I can only assume that Mr. Insanally did not know that the UK and US invaded Iraq and they still hold veto powers at the UN. I assume that Mr. Insanally does not know that the US and the UK invaded Afghanistan and occupied it for over 20 years, withdrawing only last year and the US and UK still hold veto power at the UN.

To argue that Russia is right to invade Ukraine is wrong. Russia’s invasion of a sovereign country must be condemned. But to use distortions the way Mr. Insanally did is unacceptable and unbecoming of a former Foreign Minister of Guyana.

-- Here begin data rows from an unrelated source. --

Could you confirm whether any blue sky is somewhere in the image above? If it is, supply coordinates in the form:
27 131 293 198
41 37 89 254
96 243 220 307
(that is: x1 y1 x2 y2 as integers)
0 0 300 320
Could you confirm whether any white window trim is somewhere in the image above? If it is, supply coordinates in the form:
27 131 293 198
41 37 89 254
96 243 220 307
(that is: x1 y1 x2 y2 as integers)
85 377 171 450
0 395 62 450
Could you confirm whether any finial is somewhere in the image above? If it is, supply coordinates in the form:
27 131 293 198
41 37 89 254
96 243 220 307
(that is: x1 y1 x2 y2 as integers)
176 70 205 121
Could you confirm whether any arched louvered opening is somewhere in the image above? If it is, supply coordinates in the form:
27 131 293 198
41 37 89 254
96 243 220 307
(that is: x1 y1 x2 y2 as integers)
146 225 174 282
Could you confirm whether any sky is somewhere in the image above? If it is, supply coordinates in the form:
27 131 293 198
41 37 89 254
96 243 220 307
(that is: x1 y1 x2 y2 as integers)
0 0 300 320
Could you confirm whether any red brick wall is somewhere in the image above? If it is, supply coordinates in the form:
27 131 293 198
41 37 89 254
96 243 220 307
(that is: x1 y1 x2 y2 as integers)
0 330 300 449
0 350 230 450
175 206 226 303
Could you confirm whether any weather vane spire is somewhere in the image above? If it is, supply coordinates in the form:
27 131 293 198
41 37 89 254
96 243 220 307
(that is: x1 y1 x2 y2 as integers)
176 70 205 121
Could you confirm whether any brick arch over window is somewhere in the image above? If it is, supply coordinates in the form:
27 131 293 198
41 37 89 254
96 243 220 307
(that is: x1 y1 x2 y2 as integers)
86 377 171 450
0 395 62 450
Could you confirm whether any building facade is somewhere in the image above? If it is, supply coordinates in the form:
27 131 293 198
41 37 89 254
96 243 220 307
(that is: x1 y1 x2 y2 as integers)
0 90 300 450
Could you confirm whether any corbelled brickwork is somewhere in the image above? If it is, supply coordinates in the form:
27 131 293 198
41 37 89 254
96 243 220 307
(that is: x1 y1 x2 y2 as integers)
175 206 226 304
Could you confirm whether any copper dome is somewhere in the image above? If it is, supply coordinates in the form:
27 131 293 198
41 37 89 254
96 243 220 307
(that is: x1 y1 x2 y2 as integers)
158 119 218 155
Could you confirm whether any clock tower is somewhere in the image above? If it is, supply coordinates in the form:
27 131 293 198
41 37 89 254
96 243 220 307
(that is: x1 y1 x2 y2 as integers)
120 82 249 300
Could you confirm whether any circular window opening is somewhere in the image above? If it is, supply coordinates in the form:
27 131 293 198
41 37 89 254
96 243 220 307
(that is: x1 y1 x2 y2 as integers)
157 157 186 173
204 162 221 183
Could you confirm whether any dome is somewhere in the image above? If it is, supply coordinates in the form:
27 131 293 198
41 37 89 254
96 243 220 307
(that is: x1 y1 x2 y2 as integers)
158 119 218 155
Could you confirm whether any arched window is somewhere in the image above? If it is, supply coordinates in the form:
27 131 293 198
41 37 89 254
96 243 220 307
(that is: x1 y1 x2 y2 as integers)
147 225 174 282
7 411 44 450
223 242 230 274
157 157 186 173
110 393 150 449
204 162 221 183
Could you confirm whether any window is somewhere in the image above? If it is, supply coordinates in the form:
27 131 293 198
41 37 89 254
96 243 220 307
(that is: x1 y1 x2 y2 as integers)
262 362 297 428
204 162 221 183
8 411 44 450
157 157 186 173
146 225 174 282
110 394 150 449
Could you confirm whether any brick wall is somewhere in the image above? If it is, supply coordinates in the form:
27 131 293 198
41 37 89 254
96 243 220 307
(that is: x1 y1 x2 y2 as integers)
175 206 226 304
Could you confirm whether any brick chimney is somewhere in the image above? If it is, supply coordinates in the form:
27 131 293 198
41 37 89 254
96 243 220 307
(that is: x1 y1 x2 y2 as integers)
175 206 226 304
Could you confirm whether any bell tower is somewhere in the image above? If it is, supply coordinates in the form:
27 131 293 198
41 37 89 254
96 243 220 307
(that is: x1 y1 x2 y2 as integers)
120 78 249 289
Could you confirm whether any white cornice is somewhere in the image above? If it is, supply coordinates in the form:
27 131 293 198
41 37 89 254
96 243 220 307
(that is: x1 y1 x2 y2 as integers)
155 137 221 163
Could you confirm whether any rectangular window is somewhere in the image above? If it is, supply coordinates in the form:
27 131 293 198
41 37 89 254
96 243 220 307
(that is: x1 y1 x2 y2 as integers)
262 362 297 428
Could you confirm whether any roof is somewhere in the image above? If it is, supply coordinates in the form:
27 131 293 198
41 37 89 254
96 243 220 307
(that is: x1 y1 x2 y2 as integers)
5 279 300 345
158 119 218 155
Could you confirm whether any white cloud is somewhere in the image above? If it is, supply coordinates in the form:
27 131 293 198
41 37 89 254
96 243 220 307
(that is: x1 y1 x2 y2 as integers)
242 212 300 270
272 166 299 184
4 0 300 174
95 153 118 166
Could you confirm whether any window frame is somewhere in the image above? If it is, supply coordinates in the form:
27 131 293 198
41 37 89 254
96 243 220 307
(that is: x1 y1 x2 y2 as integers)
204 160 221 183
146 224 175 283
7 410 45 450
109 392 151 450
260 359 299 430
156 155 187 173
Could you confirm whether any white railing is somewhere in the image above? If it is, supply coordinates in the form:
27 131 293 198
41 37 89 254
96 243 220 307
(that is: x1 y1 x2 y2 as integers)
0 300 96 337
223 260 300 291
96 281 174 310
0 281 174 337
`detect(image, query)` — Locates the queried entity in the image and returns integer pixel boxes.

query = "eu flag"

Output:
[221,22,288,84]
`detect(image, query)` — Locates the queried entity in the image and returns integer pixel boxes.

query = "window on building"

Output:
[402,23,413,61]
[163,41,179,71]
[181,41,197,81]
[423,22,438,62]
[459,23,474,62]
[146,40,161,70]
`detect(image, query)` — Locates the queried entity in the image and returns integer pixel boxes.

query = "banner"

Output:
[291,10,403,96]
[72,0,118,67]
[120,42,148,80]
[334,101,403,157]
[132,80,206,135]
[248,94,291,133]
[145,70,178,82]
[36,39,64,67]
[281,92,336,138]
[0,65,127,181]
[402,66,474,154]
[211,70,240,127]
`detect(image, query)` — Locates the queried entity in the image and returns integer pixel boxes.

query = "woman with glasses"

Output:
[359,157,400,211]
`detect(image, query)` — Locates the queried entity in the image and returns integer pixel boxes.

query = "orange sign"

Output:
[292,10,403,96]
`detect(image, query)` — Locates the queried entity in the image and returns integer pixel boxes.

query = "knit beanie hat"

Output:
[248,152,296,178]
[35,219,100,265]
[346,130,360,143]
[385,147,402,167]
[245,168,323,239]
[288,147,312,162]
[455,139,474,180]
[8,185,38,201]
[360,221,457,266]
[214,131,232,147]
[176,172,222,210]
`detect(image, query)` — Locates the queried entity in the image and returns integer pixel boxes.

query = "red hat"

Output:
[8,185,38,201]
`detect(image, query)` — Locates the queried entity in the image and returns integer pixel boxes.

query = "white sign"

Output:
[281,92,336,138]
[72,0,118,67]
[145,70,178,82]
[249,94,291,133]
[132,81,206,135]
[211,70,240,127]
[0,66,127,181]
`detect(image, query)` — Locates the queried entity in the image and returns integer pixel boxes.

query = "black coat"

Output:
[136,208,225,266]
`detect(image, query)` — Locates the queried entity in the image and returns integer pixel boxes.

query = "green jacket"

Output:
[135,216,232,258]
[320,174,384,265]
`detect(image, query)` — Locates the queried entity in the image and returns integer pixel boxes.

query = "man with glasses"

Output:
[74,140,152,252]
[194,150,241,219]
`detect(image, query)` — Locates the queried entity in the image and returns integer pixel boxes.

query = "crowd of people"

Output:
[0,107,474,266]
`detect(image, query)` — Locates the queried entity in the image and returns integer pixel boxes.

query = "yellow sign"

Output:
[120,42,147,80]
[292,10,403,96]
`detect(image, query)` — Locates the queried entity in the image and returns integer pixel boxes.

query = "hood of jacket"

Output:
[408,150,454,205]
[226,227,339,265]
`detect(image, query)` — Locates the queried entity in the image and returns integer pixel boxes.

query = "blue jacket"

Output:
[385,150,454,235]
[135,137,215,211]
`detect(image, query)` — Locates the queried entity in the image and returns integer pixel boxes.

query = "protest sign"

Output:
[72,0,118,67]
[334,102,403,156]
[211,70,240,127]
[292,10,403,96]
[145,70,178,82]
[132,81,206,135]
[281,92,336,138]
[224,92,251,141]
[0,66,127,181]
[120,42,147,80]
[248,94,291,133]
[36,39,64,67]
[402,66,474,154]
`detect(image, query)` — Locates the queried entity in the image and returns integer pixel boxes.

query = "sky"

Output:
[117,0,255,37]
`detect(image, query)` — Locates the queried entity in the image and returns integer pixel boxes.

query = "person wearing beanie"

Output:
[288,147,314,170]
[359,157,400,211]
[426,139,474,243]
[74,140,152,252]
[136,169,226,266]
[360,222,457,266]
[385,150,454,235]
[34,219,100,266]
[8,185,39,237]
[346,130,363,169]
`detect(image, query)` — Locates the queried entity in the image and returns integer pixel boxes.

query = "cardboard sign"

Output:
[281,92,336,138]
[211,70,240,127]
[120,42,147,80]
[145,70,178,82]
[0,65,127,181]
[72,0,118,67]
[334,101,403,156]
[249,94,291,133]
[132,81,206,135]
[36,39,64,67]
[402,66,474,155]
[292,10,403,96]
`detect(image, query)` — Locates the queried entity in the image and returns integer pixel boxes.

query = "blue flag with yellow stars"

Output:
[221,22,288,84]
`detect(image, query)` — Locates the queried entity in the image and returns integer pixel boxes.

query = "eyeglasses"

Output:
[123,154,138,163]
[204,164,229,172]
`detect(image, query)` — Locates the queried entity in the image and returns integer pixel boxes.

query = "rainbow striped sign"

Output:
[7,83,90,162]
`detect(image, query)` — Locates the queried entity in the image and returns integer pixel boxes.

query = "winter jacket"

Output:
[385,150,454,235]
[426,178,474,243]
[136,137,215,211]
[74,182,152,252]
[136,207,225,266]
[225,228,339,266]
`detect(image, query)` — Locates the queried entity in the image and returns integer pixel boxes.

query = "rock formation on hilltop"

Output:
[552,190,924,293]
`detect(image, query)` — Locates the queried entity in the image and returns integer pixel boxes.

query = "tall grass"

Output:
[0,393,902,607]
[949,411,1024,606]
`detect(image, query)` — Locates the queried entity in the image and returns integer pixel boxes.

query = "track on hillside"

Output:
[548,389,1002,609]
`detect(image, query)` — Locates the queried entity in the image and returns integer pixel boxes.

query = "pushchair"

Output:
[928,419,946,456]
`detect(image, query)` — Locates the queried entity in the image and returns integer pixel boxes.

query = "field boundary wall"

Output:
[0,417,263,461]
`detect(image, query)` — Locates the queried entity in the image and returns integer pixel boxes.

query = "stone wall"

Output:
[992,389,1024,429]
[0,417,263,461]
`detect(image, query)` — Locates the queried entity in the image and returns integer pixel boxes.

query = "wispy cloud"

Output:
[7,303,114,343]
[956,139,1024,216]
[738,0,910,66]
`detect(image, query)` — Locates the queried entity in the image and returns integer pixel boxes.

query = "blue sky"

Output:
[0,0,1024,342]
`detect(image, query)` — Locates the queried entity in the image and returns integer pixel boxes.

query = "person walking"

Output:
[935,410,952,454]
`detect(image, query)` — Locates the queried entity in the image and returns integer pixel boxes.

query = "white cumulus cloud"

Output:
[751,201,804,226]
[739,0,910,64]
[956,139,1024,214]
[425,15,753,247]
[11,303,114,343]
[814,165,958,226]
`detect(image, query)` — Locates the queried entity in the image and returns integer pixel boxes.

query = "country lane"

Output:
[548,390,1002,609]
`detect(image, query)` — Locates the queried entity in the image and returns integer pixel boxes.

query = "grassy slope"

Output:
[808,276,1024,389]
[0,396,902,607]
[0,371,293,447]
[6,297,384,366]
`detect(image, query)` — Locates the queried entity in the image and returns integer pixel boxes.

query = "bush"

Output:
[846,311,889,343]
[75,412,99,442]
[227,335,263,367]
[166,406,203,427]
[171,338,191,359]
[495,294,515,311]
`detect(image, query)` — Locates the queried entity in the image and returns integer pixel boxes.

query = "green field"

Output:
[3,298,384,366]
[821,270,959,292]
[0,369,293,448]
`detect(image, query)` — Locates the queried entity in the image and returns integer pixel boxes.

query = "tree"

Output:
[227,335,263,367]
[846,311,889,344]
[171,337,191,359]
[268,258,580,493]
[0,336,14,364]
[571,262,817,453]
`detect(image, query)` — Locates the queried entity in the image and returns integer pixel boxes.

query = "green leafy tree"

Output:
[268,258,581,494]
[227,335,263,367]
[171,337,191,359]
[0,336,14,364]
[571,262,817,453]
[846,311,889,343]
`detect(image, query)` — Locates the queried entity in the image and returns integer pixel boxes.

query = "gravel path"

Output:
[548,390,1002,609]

Let’s quote Insanally for the third time: “Putin has suffered from (sic) many grievances against the West but since he has not specified these, we cannot understand his decision to invade.”
It is now accepted in international relations scholarship that the genesis of the invasion lies in the presidency of Bill Clinton and subsequent US presidents including Obama who violated an agreement with Russia not to shift NATO borders right up to Russia.

I will ask Mr. Insanally to research that topic. A Google search will be helpful. But he can start with the thoughts of Jeffry Sachs on that topic. Mr. Sachs is a globally respected scholar whose books are highly admired.

Mr. Insanally ends his essay not with a call for mediation of the conflict as China, Brazil and a number of African leaders have suggested.

Mr. Insanally seems to want more confrontation with Russia from NATO and the US. Let’s quote him for the last time: “An end to the violence can only happen…if NATO, (particularly the US), is willing to do more to frustrate Putin’s strategy.” Insanally did not spell it out but by those words, he wants more war.